Barak Ravid
Jonathan Lis
Zionist Camp leader Isaac Herzog.
Zionist Camp leader Isaac Herzog.Credit: Rami Shlush
Barak Ravid
Jonathan Lis

Labor Party leader Isaac Herzog said on Saturday that Israel needs to maintain its strategic relationship with the U.S. in order to achieve real security. Herzog's remarks came amid a crisis between Israel and the U.S. over Prime Minister Benjamin Netanyahu's planned speech to Congress.

"The definition of true national security, as I see it, requires much more than just guns, essential as they are," Herzog said, during an address to the Munich Security Conference 2015 in Germany.

"It also requires a strong economy, a strong society and strong alliances, like the strategic alliance Israel has with the United States of America.

"The art of diplomacy is not in speeches but in intense, intimate coordination with allies who share the same basic interests."

The Likud, in response, said Herzog's "behavior in Munich constituted an irresponsible crossing of red lines."

Herzog met informally with U.S. Vice President Joe Biden, who announced on Friday that he would miss Netanyahu's speech to Congress, and Secretary of State John Kerry on the fringes of the conference.

He also met with European Union Foreign Affairs chief Federica Mogherini, German Foreign Minister Frank-Walter Steinmeier and British Foreign Minister Philip Hammond.

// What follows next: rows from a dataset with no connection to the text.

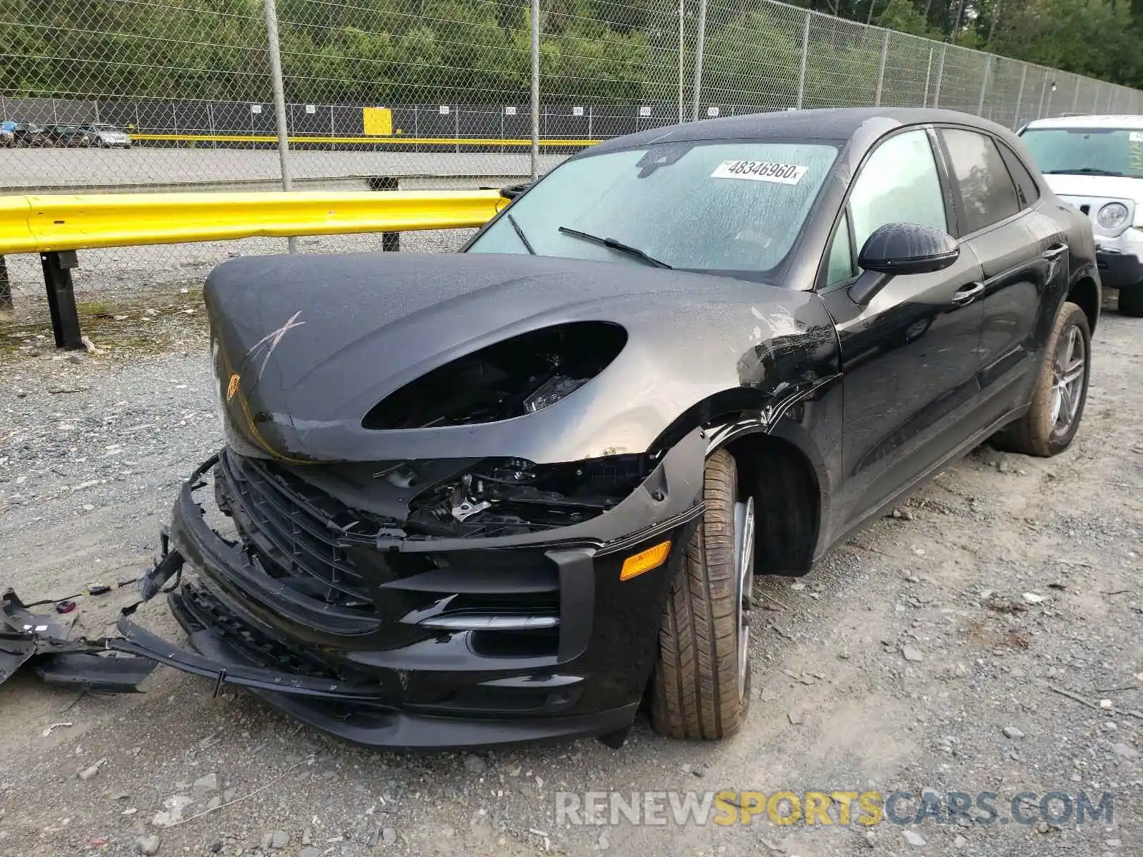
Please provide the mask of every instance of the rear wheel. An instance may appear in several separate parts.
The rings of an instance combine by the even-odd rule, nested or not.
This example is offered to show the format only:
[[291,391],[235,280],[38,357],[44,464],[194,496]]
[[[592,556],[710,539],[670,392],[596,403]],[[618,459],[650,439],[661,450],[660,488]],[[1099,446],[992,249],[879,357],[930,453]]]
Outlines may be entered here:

Herzog stressed during his speech that he would never accept a nuclear Iran and that it was Israel's "destiny and duty" to protect the Jewish people – "alone if we have to."

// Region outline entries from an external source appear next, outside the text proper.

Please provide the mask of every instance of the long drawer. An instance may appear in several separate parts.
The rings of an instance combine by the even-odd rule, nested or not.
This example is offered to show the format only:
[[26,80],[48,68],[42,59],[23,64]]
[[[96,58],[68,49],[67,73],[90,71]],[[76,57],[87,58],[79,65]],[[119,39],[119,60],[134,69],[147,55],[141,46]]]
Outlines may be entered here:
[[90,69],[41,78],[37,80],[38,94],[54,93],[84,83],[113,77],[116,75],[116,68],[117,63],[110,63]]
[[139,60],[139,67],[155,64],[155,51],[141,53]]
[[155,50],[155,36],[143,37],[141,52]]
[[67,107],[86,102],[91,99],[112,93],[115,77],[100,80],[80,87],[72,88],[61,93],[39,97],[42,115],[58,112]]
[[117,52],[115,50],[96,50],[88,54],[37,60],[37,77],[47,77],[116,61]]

Israel, he added, did not ask anyone to fight its battles, "yet we Israelis know that a nation is stronger when it stands with allies. It is more important than ever that all of us here stand strong together."

The head of the Zionist Camp said that an international agreement was the preferred way of preventing Iran from gaining nuclear weapons. But he stressed that such an agreement must "ensure that Iran will never develop a nuclear bomb."

"We must focus on the concrete parameters of the agreement while keeping all options on the table and deterring Iran from any encroachment."

"If Iran wants to live in peace, the Iranian people will not find Israel their enemy," Herzog stated. "But we will not allow an extremist regime to develop nuclear weapons and we spare no effort to stop it."

If elected prime minister in the upcoming elections, Herzog said, he would act to implement the United Nations Security Council resolution for the disarmament of Gaza in return for a serious reconstruction effort.

"The powder keg of Gaza can explode at any minute," he said. "Gaza desperately requires economic reconstruction."

Herzog added that one of his first foreign policy initiatives will be "to work with our regional allies, and with our strategic partners, towards a binding resolution calling for the demilitarization of the Gaza strip, in exchange for very significant reconstruction, a kind of a mini-Marshall Plan if you will. This with the aim of bringing quiet and tranquility to our border with Gaza for years to come."

Regarding peace with the Palestinians, he said that he was committed to a two-state solution. If elected prime minister, he stressed, he will act to resume the peace process "in coordination with a strong regional platform."

He attacked what he said was the "counter-productive" step of the Palestinian Authority in threatening to take Israel to the International Criminal Court in The Hague.

"We will never allow our nation, and our IDF troops, to be drawn into a legal and political farce at the ICC," he said. "This is not the way forward."

The Likud was quick to blast Herzog's trip. "While the Prime Minister seeks to prevent a dangerous agreement between the powers and Iran, the opposition head chose to weaken Israel's standing in the international arena," a statement read.

"The good of the state demands that the differences between the left-wing and the Likud be smoothed out here, at home, in front of the Israeli voter. Instead, [Herzog] is demeaning himself before the pressure of the international community, running to Munich for the sake of his personal political considerations, in order to slander the prime minister of Israel, while hurting national and security interests."